Here is a fun experiment for you. Get two pencils, not too sharp. Get a volunteer. Tell them to close their eyes, and tell you whether they feel one prick or two. Than, start exploring their body by poking them (lightly!) with both pencils close to each other, in carious spots. You will probably want a volunteer that you can get very up close and personal with.

What you will be doing is determining the resolution of skin sensitivity (which as pointed out above is a combination of actual mechanical receptors feeding into neurons, and the wiring of the cortex). You will typically find that a person's finger can tell one poke apart from two even if they are very very close - as close as you will be able to get to using pencils. On their back, you will likely have them reporting two pokes within a centimeter of each other as one. That's because there is not enough spatial resolution to tell them apart. This is not, however, proof enough to say that a square cm of back skin has only 1 neuron going to it - the true "resolution" is more complicated and I won't pretend I even know all the factors that go into figuring it out.
posted by blindcarboncopy at 7:48 PM on September 22, 2005


Everyone who's posted above is correct, and certainly cortical representation and recruitment is more important than nerve fiber density in terms of the sensory experience that a person has.

But no one's answered the OP's original question, which is a different question, and also interesting.

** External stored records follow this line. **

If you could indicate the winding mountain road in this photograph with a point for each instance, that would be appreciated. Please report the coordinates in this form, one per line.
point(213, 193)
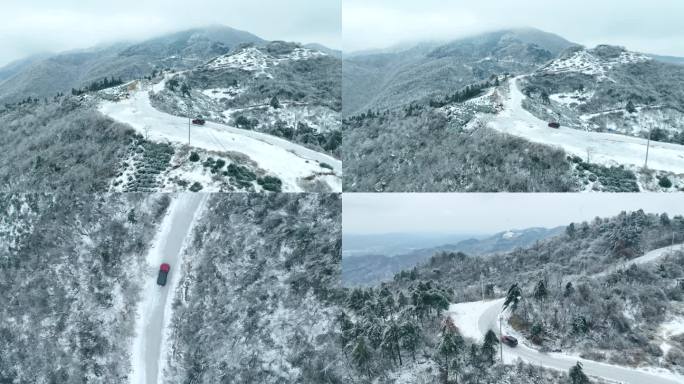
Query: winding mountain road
point(486, 315)
point(154, 307)
point(603, 148)
point(289, 161)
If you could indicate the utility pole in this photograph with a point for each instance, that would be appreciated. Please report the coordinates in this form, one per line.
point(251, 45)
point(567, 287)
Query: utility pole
point(500, 341)
point(482, 284)
point(648, 144)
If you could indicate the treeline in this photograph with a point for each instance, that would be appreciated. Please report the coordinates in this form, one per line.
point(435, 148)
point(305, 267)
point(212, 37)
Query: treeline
point(585, 248)
point(262, 296)
point(418, 149)
point(614, 317)
point(387, 333)
point(578, 292)
point(465, 94)
point(97, 85)
point(70, 273)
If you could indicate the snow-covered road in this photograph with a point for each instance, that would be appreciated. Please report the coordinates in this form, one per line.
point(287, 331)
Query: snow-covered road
point(603, 148)
point(648, 257)
point(155, 305)
point(289, 161)
point(474, 319)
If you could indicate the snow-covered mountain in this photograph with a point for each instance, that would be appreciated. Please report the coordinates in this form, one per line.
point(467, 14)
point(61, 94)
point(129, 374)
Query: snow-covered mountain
point(610, 89)
point(47, 75)
point(373, 268)
point(280, 88)
point(272, 112)
point(398, 77)
point(606, 293)
point(251, 282)
point(501, 90)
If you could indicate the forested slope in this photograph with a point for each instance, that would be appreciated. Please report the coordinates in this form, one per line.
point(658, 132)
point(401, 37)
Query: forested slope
point(70, 271)
point(256, 302)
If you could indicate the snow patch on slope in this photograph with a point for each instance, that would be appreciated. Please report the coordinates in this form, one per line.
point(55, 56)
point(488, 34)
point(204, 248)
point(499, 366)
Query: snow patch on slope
point(254, 60)
point(585, 62)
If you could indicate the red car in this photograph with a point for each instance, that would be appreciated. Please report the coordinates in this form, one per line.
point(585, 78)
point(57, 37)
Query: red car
point(509, 340)
point(163, 273)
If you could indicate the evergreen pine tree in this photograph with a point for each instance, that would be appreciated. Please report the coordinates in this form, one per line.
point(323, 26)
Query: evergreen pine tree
point(488, 349)
point(513, 297)
point(361, 356)
point(577, 375)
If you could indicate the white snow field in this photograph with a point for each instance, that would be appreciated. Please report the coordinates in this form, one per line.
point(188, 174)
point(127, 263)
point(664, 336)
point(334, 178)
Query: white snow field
point(155, 306)
point(602, 148)
point(474, 319)
point(288, 161)
point(648, 257)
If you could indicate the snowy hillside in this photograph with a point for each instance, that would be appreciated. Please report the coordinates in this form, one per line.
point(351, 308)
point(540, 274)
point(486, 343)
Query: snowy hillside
point(254, 304)
point(71, 273)
point(279, 88)
point(583, 61)
point(606, 293)
point(596, 147)
point(295, 167)
point(610, 89)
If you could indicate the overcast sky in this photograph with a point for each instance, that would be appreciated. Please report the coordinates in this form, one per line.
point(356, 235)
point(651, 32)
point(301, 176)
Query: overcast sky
point(375, 213)
point(35, 26)
point(653, 26)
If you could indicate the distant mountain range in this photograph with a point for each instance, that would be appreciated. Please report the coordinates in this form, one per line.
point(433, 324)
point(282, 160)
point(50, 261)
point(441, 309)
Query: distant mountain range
point(396, 77)
point(371, 269)
point(45, 75)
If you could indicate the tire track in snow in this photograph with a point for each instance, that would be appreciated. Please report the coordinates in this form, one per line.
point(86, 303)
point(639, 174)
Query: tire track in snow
point(153, 315)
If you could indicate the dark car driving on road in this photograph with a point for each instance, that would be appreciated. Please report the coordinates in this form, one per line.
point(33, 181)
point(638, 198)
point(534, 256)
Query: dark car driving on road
point(509, 340)
point(163, 273)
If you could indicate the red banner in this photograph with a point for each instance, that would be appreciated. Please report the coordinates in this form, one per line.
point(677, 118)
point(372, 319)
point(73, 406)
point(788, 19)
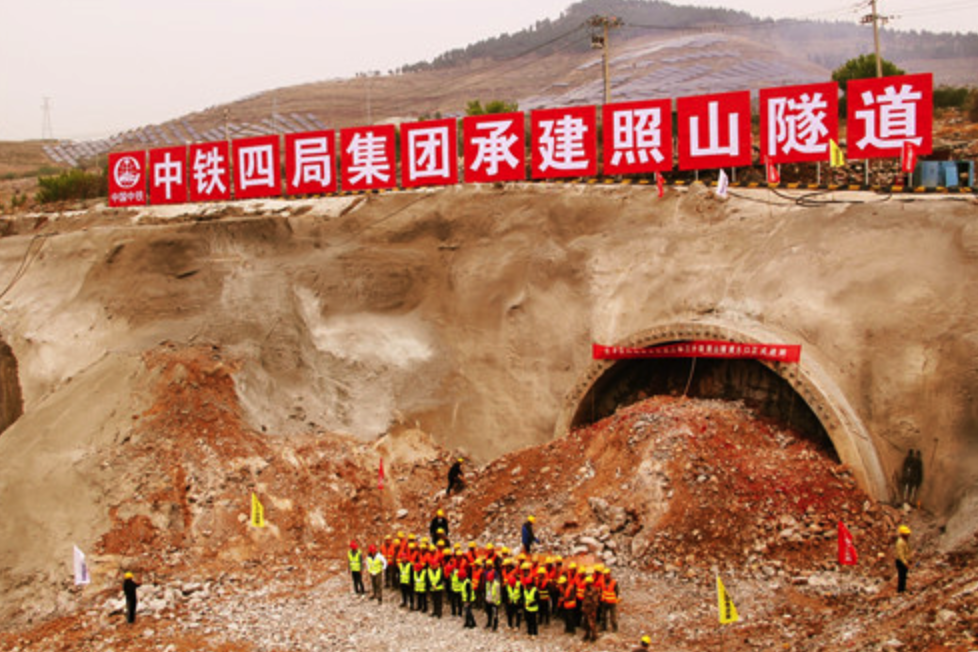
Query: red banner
point(168, 181)
point(886, 112)
point(429, 153)
point(310, 163)
point(210, 171)
point(495, 147)
point(714, 131)
point(702, 349)
point(256, 167)
point(797, 122)
point(565, 142)
point(637, 137)
point(127, 179)
point(367, 157)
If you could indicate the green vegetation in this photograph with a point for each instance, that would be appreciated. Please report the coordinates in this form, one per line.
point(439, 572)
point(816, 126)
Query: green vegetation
point(951, 97)
point(475, 107)
point(863, 67)
point(73, 184)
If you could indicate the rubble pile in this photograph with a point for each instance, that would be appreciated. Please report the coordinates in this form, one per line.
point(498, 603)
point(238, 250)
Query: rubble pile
point(669, 492)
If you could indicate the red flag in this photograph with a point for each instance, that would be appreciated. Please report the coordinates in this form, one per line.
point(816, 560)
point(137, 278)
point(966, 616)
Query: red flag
point(908, 158)
point(847, 551)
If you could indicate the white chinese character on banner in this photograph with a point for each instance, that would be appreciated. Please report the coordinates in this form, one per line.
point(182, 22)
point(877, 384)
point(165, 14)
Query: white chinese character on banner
point(798, 125)
point(562, 144)
point(313, 164)
point(897, 113)
point(257, 166)
point(430, 150)
point(637, 136)
point(495, 147)
point(368, 158)
point(167, 173)
point(209, 171)
point(714, 148)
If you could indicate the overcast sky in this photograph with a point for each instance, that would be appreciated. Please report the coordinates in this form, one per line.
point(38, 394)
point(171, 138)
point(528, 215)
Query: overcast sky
point(109, 65)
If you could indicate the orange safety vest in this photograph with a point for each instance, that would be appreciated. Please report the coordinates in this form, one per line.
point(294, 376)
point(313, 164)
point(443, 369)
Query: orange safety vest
point(570, 600)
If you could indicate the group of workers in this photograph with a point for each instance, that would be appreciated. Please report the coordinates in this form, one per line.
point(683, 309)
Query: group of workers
point(527, 588)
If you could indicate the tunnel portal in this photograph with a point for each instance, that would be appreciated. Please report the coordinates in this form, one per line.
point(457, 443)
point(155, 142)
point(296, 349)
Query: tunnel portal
point(803, 395)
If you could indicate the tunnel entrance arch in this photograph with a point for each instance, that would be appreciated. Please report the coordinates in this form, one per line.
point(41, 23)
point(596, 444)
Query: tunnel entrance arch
point(801, 394)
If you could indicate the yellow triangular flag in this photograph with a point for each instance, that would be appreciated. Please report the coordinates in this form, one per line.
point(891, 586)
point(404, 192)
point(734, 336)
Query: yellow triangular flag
point(728, 612)
point(257, 512)
point(836, 158)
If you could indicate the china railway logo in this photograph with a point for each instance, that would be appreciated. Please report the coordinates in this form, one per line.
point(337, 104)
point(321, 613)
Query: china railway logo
point(127, 172)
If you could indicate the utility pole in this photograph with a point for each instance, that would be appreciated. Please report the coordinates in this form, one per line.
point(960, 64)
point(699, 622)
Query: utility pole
point(876, 19)
point(600, 27)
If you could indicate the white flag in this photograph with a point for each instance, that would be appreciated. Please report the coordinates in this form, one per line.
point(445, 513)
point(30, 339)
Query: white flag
point(722, 184)
point(81, 568)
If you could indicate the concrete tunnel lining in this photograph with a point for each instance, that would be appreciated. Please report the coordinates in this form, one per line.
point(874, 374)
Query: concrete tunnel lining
point(808, 378)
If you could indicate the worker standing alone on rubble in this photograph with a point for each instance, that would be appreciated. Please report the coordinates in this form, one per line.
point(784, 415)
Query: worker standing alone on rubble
point(129, 586)
point(904, 556)
point(527, 533)
point(438, 529)
point(454, 478)
point(589, 609)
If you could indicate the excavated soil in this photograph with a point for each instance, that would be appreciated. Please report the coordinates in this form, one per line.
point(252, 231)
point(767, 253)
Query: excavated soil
point(669, 491)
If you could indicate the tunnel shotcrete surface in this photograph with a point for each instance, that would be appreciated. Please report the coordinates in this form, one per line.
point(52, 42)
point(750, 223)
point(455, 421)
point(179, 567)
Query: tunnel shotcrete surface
point(326, 334)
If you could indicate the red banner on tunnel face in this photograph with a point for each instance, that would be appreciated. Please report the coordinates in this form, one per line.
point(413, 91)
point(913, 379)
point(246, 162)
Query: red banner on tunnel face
point(702, 349)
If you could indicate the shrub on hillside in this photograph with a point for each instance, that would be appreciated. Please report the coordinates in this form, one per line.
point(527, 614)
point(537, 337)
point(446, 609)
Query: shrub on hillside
point(72, 184)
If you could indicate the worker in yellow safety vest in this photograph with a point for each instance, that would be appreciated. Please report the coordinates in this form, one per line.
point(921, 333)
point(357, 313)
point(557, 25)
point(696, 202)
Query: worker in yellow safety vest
point(609, 602)
point(355, 558)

I don't know the answer either. I'll try to dig it out.
posted by ikkyu2 at 12:03 AM on September 23, 2005


The answer is found on page 436 of Principles of Neural Science, Kandel, Schwartz, and Jessel, 4th ed. (McGraw-Hill 2000, if you care.)

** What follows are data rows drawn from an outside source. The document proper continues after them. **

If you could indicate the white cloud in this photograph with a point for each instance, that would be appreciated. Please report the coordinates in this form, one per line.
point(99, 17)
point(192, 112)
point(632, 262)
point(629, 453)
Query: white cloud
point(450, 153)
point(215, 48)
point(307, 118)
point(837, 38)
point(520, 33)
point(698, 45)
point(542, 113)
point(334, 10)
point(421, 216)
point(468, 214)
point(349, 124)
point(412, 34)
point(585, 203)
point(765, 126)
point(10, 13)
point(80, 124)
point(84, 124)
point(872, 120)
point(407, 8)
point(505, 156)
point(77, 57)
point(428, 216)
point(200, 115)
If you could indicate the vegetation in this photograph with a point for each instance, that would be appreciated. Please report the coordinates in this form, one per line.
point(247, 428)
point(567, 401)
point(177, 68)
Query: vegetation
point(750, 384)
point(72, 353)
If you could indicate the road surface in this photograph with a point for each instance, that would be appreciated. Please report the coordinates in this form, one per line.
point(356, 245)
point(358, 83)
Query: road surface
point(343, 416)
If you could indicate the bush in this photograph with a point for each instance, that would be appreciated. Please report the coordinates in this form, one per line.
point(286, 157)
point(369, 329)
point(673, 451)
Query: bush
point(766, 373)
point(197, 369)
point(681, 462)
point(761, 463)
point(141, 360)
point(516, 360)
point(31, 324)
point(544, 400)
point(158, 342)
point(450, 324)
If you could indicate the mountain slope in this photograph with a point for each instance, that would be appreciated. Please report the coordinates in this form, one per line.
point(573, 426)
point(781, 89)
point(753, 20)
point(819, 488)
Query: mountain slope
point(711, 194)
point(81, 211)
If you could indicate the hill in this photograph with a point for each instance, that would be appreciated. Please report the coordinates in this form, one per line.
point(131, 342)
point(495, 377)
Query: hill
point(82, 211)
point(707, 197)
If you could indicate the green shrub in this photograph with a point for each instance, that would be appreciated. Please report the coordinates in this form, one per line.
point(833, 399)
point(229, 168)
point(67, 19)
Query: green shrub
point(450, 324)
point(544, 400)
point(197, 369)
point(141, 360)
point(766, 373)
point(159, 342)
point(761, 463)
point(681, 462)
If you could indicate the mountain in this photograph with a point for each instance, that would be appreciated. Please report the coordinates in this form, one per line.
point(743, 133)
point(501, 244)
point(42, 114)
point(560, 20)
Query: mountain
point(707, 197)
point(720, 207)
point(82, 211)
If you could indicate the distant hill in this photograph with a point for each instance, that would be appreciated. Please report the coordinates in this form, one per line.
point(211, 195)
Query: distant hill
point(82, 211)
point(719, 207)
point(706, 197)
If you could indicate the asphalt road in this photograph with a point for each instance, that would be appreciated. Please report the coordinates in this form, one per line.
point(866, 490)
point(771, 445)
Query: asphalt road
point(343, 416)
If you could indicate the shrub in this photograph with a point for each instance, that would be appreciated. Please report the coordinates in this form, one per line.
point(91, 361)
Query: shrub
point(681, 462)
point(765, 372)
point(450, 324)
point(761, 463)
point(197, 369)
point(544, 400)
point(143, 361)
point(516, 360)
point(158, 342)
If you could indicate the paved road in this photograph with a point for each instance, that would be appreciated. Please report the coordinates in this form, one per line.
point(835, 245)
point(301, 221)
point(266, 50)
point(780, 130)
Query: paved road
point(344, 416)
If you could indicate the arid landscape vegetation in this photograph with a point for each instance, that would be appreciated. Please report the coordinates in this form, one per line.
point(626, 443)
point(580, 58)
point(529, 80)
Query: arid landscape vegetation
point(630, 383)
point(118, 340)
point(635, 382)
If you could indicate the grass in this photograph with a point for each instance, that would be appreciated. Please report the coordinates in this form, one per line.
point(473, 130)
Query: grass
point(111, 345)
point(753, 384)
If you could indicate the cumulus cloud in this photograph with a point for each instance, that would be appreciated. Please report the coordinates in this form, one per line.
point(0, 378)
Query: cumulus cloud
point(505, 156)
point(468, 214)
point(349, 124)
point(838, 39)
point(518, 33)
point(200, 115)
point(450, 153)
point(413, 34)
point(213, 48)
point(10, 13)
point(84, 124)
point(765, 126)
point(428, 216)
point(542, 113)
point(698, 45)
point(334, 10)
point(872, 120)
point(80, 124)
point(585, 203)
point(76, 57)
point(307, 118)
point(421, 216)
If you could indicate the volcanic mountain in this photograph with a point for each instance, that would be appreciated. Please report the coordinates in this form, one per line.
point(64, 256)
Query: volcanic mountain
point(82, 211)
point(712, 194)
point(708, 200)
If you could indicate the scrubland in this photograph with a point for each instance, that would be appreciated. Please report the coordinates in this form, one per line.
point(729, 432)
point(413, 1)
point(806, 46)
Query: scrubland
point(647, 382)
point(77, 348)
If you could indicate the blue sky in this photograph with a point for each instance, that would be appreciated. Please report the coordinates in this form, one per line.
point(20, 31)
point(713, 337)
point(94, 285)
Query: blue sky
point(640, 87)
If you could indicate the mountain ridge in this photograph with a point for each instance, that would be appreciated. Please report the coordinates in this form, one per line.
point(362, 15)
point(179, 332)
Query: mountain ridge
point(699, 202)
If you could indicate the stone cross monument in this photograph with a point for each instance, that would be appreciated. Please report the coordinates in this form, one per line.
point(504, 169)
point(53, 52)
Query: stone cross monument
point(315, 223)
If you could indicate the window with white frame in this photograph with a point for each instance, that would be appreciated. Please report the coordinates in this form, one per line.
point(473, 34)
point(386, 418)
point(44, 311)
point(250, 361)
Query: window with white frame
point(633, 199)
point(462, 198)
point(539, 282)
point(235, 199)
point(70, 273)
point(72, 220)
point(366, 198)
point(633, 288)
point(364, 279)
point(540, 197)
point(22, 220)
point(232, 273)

A section title on that page reads: The Spatial Resolution of Stimuli on the Skin Varies Throughout the Body Because the Density of Mechanoreceptors Varies.

There are many different types of skin-based sensory receptors, and the different types are predominant in different locations. Also, the density of a single given type of receptor varies depending on where you are looking in the body.

Interestingly, because from 10-25 receptors are connected to a single afferent nerve fiber, the afferent nerve fibers behave differently depending on the location where their receptors are found. In places of low receptor density, for example, the individual fibers have larger "receptive fields."

If you were interested in learning more about this, Kandel, Schwartz, and Jessel is considered a definitive reference and is wonderfully well written and illustrated.
posted by ikkyu2 at 12:35 PM on September 24, 2005


Does someone with a bigger body feel more pain? Does a large penis have less sensation than a small one? I've often heard it said that big breasts have less sensation - is this just because the nerves are more widely spaced?

All of these questions immediately run into a philosophical conundrum: how do you compare subjective sensory intensities from person to person? The answer is that this cannot now be done in any kind of meaningful way that would satisfy our wish for scientific rigor.

Peripheral nerve structures in skin die off and regenerate all the time, too; and memory of sensations may not be accurate. So, asking about sensations in someone whose boobs shrank over time is also fraught with issues of validity.

Still, I'd be interested in hearing from boob-shrinky ladies, but I guess no one wants to admit that their boobs shrank on AskMe.